There are a couple of ways to figure this out: a theoretical approach and a more practical approach. Let’s start with the practical approach, which is to look at comparables
The most intuitive way to find a price for anything is to see what other things like it are selling for. This is true for houses (price/sf in a neighborhood), for sneakers on eBay, and for stocks. In this case though, as an analyst you are looking at what people will pay for a business that looks like COUP in 10 years – high teens revenue growers with healthy cash flow margins.
In your original analysis justifying the purchase price of COUP, you settled on a composite of CRM and ADBE – high teens growers with FCF margins that averaged out to about 30% with EV/NTM FCF multiples of around 40x.
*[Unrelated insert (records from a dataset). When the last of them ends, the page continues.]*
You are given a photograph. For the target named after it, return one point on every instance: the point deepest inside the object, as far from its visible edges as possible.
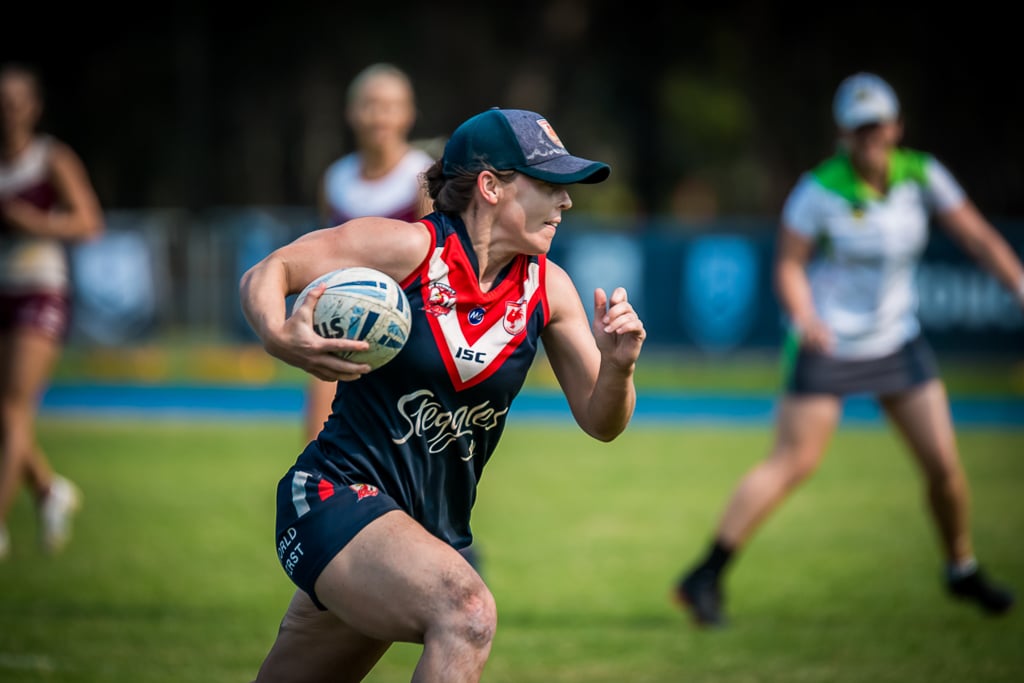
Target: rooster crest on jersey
(364, 304)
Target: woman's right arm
(391, 246)
(792, 254)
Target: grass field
(172, 577)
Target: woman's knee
(472, 614)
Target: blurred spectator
(381, 177)
(46, 202)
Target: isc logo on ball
(364, 304)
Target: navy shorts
(904, 369)
(316, 518)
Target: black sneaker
(700, 594)
(976, 586)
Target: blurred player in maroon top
(380, 178)
(46, 202)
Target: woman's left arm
(980, 239)
(594, 363)
(79, 216)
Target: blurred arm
(794, 289)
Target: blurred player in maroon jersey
(46, 202)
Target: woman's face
(536, 209)
(382, 113)
(869, 145)
(19, 105)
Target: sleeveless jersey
(868, 246)
(396, 195)
(422, 427)
(31, 263)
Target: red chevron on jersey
(474, 350)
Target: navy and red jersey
(422, 427)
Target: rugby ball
(365, 304)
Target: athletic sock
(960, 568)
(718, 558)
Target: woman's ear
(489, 186)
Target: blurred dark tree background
(701, 109)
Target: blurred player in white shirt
(852, 233)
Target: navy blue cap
(519, 140)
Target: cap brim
(567, 169)
(857, 118)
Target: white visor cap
(864, 98)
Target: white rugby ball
(365, 304)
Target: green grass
(172, 577)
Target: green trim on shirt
(837, 174)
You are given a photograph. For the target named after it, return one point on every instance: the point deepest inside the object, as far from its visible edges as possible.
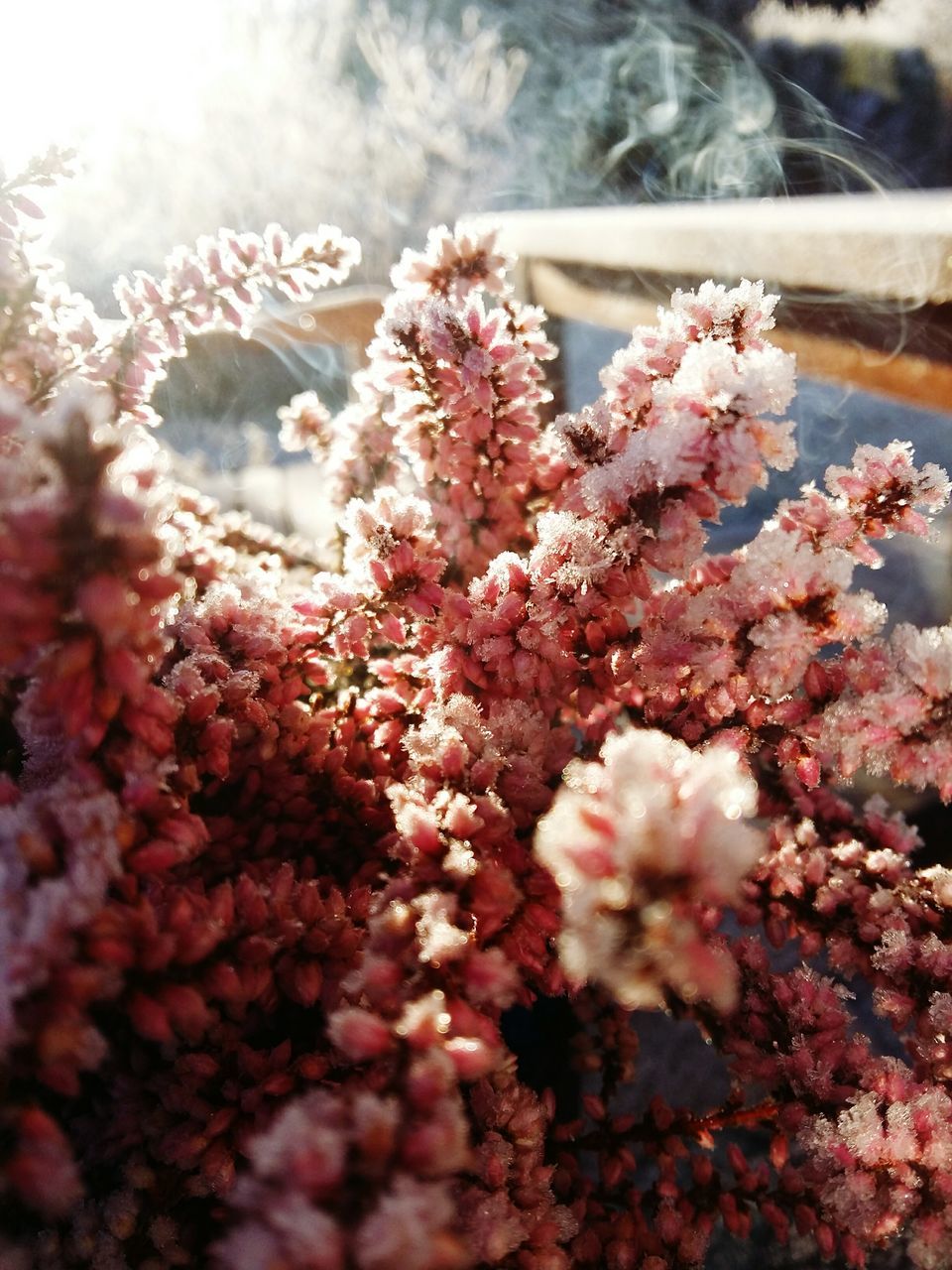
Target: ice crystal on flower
(287, 857)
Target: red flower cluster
(284, 852)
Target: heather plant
(286, 846)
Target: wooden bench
(866, 280)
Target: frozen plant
(285, 849)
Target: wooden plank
(345, 317)
(907, 377)
(880, 246)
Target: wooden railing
(866, 278)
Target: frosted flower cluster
(329, 887)
(636, 843)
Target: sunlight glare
(76, 73)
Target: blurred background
(390, 116)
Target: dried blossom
(287, 855)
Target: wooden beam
(906, 377)
(878, 246)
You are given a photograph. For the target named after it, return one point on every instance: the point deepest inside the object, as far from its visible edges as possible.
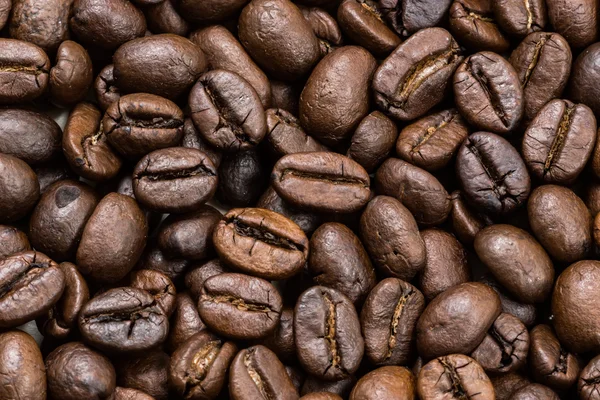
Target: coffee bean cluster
(315, 199)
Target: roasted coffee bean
(29, 135)
(30, 284)
(446, 263)
(543, 64)
(416, 188)
(329, 343)
(86, 147)
(456, 321)
(286, 136)
(106, 24)
(320, 181)
(417, 75)
(492, 174)
(561, 222)
(24, 69)
(432, 141)
(227, 111)
(285, 46)
(77, 372)
(199, 366)
(336, 96)
(239, 306)
(223, 51)
(139, 123)
(123, 320)
(388, 319)
(520, 18)
(574, 307)
(139, 65)
(559, 141)
(338, 260)
(517, 261)
(362, 21)
(473, 23)
(505, 347)
(488, 93)
(261, 242)
(454, 377)
(256, 373)
(385, 382)
(373, 141)
(391, 236)
(550, 363)
(564, 16)
(175, 180)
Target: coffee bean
(261, 242)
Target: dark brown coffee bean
(86, 147)
(432, 141)
(454, 377)
(446, 263)
(24, 71)
(329, 343)
(261, 242)
(285, 47)
(543, 64)
(488, 93)
(239, 306)
(385, 382)
(30, 284)
(505, 346)
(123, 320)
(492, 174)
(57, 223)
(574, 307)
(417, 75)
(174, 180)
(139, 123)
(391, 236)
(338, 260)
(336, 96)
(256, 373)
(227, 111)
(31, 136)
(550, 363)
(199, 366)
(223, 51)
(22, 371)
(561, 222)
(102, 254)
(326, 182)
(139, 65)
(362, 21)
(416, 188)
(388, 319)
(373, 141)
(457, 320)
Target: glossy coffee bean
(175, 180)
(123, 320)
(22, 371)
(492, 174)
(488, 93)
(239, 306)
(329, 343)
(320, 181)
(464, 313)
(416, 76)
(388, 319)
(77, 372)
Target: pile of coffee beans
(305, 199)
Fast forward to today: like with COUP, the market is repricing the value of CRM and ADBE to reflect a higher discount rate and a lower terminal multiple. That has driven a 10-15% decline in share prices for each from when you did your original analysis. The 40x now becomes 35x.
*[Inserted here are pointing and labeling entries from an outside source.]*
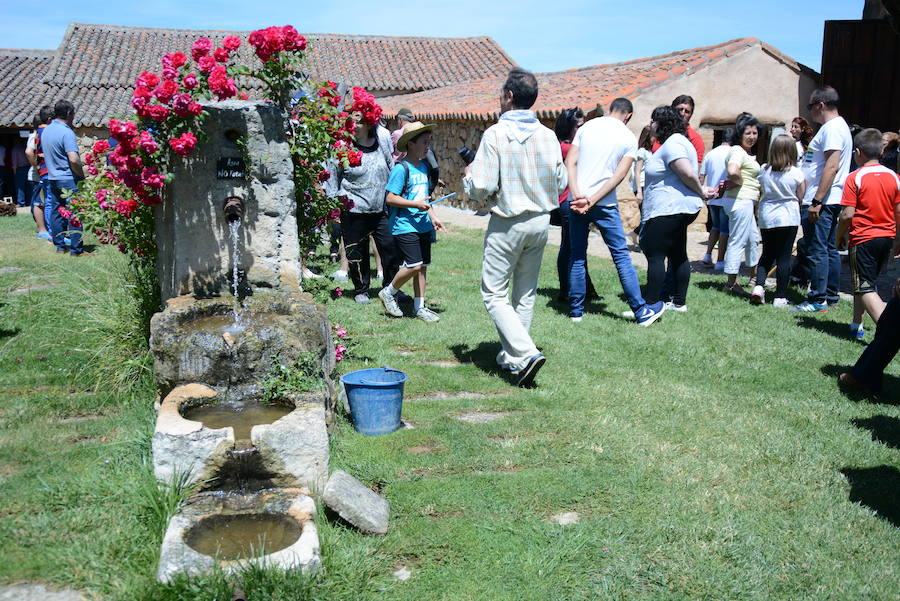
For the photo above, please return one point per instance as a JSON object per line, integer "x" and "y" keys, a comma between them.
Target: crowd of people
{"x": 53, "y": 169}
{"x": 832, "y": 186}
{"x": 841, "y": 191}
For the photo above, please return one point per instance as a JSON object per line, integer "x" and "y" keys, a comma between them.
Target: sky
{"x": 539, "y": 36}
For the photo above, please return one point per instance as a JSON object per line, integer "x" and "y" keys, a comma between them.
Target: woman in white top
{"x": 673, "y": 196}
{"x": 783, "y": 186}
{"x": 739, "y": 202}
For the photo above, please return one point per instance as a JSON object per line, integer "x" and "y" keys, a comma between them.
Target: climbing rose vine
{"x": 128, "y": 173}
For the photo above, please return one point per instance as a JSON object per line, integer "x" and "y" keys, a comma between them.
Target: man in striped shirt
{"x": 518, "y": 170}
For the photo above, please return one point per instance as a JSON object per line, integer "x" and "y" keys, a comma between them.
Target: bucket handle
{"x": 385, "y": 368}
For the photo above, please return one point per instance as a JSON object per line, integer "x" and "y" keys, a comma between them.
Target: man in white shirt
{"x": 825, "y": 166}
{"x": 519, "y": 171}
{"x": 600, "y": 157}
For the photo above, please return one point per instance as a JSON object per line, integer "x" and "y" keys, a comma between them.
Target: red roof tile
{"x": 576, "y": 87}
{"x": 96, "y": 65}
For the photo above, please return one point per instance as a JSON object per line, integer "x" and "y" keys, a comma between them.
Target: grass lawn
{"x": 710, "y": 456}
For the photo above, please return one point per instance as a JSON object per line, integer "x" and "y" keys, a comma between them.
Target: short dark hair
{"x": 523, "y": 86}
{"x": 621, "y": 105}
{"x": 743, "y": 121}
{"x": 728, "y": 134}
{"x": 45, "y": 114}
{"x": 668, "y": 122}
{"x": 63, "y": 109}
{"x": 565, "y": 123}
{"x": 828, "y": 95}
{"x": 683, "y": 99}
{"x": 869, "y": 142}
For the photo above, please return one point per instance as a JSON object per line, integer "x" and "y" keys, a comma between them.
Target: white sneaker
{"x": 758, "y": 296}
{"x": 390, "y": 303}
{"x": 426, "y": 314}
{"x": 670, "y": 306}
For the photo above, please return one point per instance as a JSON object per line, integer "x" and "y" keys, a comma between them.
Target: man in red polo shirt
{"x": 684, "y": 104}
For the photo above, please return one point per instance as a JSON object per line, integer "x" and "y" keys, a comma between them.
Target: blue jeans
{"x": 610, "y": 223}
{"x": 822, "y": 254}
{"x": 22, "y": 189}
{"x": 59, "y": 226}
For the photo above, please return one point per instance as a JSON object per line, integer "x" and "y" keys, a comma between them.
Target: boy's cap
{"x": 411, "y": 131}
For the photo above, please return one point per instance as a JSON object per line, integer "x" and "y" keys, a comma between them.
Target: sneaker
{"x": 527, "y": 373}
{"x": 808, "y": 307}
{"x": 670, "y": 306}
{"x": 758, "y": 296}
{"x": 426, "y": 314}
{"x": 390, "y": 303}
{"x": 647, "y": 314}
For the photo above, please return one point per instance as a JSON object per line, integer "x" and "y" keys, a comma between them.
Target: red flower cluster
{"x": 364, "y": 104}
{"x": 270, "y": 41}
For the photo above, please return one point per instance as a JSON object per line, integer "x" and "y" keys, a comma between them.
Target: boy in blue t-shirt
{"x": 408, "y": 195}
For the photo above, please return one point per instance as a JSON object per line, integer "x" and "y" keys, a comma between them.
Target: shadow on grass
{"x": 878, "y": 488}
{"x": 814, "y": 321}
{"x": 890, "y": 387}
{"x": 884, "y": 428}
So, now due to a change in the cost of capital and its corresponding impact on the discount rate and the terminal multiple, COUP is now worth 20-25% less than you thought it was.Across the market, there are thousands of market participants doing a similar type of analysis and repricing everything they own. This is the ripple effect we are observing.
Theory takes a similar view of COUP. What is a multiple? Well, I was taught it is 1/(cost of equity capital - the perpetuity growth rate). A multiple is an encompassing view of cash flow generation forever. Because of the duration reflected by a high multiple, small changes have big impacts.
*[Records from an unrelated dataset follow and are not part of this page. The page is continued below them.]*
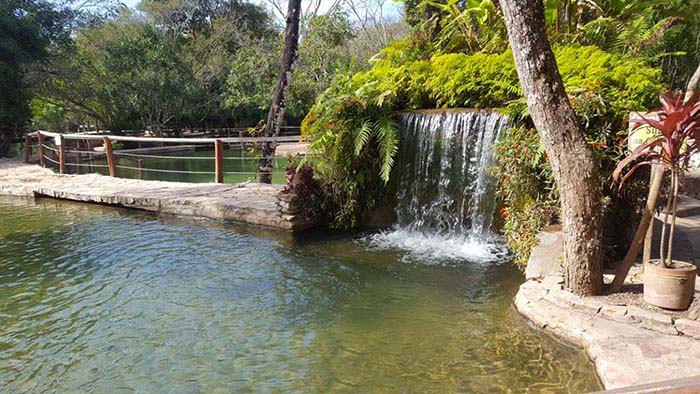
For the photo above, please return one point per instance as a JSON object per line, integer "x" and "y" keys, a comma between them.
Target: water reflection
{"x": 107, "y": 300}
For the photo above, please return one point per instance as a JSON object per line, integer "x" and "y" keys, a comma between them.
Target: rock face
{"x": 251, "y": 203}
{"x": 545, "y": 258}
{"x": 629, "y": 345}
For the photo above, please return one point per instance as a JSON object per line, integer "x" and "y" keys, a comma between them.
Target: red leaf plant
{"x": 679, "y": 125}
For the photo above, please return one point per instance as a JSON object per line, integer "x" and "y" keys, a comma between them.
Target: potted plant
{"x": 667, "y": 283}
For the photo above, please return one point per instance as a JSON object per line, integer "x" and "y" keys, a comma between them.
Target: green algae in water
{"x": 96, "y": 299}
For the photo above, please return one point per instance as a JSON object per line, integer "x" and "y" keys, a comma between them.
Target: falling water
{"x": 445, "y": 198}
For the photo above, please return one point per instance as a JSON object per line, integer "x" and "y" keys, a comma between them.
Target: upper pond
{"x": 106, "y": 300}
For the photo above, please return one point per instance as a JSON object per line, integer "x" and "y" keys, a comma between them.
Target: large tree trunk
{"x": 573, "y": 164}
{"x": 279, "y": 101}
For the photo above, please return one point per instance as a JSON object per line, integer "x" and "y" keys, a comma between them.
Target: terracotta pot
{"x": 669, "y": 287}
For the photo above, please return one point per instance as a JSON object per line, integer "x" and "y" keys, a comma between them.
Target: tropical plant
{"x": 678, "y": 123}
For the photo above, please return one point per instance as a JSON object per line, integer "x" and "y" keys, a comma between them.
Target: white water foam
{"x": 431, "y": 248}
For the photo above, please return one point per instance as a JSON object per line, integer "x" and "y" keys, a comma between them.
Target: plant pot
{"x": 669, "y": 287}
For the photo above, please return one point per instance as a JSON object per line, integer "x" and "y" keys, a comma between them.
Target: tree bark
{"x": 573, "y": 164}
{"x": 279, "y": 101}
{"x": 692, "y": 84}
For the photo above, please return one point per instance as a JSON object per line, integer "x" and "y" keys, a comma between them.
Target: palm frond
{"x": 363, "y": 136}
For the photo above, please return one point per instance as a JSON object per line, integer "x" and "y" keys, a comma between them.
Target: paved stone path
{"x": 629, "y": 345}
{"x": 252, "y": 203}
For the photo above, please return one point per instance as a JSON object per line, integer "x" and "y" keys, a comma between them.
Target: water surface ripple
{"x": 96, "y": 299}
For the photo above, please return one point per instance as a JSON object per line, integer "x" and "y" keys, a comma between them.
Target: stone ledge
{"x": 629, "y": 345}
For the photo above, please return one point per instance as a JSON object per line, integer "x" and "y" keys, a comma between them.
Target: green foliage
{"x": 603, "y": 89}
{"x": 27, "y": 28}
{"x": 526, "y": 190}
{"x": 353, "y": 133}
{"x": 342, "y": 127}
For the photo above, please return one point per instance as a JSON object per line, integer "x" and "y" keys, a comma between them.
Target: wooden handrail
{"x": 219, "y": 161}
{"x": 40, "y": 137}
{"x": 61, "y": 155}
{"x": 110, "y": 158}
{"x": 170, "y": 140}
{"x": 27, "y": 147}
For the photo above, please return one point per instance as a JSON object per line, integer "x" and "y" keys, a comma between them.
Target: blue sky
{"x": 391, "y": 8}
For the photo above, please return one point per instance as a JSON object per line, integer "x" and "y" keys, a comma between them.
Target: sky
{"x": 390, "y": 8}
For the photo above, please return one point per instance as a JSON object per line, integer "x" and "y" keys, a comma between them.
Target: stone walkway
{"x": 630, "y": 345}
{"x": 251, "y": 203}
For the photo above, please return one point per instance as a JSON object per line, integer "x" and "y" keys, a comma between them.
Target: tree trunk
{"x": 7, "y": 136}
{"x": 573, "y": 164}
{"x": 279, "y": 100}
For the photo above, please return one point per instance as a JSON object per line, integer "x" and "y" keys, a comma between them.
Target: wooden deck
{"x": 252, "y": 203}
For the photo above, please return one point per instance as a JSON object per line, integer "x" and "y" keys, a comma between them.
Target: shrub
{"x": 353, "y": 166}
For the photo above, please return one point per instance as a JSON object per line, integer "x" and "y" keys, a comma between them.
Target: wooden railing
{"x": 57, "y": 144}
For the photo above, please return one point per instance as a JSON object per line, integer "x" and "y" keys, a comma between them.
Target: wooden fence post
{"x": 27, "y": 147}
{"x": 61, "y": 154}
{"x": 219, "y": 161}
{"x": 110, "y": 158}
{"x": 41, "y": 148}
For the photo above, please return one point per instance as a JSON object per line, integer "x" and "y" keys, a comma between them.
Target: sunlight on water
{"x": 104, "y": 300}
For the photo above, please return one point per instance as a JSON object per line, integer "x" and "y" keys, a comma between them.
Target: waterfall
{"x": 446, "y": 197}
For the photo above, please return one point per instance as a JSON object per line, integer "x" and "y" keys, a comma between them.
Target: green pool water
{"x": 97, "y": 299}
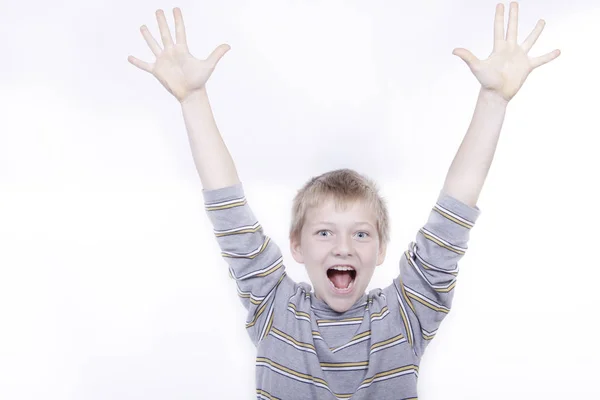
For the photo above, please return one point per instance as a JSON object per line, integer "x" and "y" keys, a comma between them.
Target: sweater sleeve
{"x": 428, "y": 269}
{"x": 255, "y": 261}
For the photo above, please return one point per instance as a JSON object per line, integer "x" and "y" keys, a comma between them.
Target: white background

1/(cost of capital-perpetuity growth) = 1/(7.7%-5.1%) = 40x
What if we bump the risk free rate up by 100ps to 1.5% (the current 10-year yield).
1/(cost of capital-perpetuity growth) = 1/(8.7%-5.2%) = 28x
Today COUP is at $285, or about 10% above the theoretical price target. Again, this is all more art than science. But the core conclusion should be that when you are dealing with big numbers way into the future, small changes to the cost of capital have big impacts.
This is true both on the way up and the way down. The massive multiple expansion over the last year in SaaS has largely been driven by the risk free rate being cut from 1.9% to 0.6% with a consensus view for many months that it could go lower. COUP, as an example, came into the COVID valued at $167. The company has grown 35% over the last year with no real change on the consensus view of durability of growth or LT margin potential. So, all else equal we would expect the stock to be at ~$225 today with no change in the risk free rate. Keep that in mind as you start to think about where we are in this correction.
Increased cost of capital impact to fundamentals
I’ve mostly stayed away from the impact of market pricing on fundamentals. Most folks think of fundamentals as impacting market price, but market price can also impact fundamentals. The cost of capital for SaaS is going up (though still low). This creates an impact on multiple fronts:
Hiring – The market price for great engineers is set by large cap tech, which will have less volatile share prices. Additionally, more shares are required to fund an equivalent equity grant (on a $ basis) vs a copule of months ago. This increases the cost of growth.
M&A – Equity currency is worth less, so more dilution is required to accomplish the same deal.
Customers/Partners – When your stock is always going up it creates buzz and momentum in the industry. It also creates great marketing opportunities on CNBC and Fox Business! If your stock is trending down and to the right, the FOMO of a new technology can fade.
These impacts are at the margin, but another factor to keep in mind.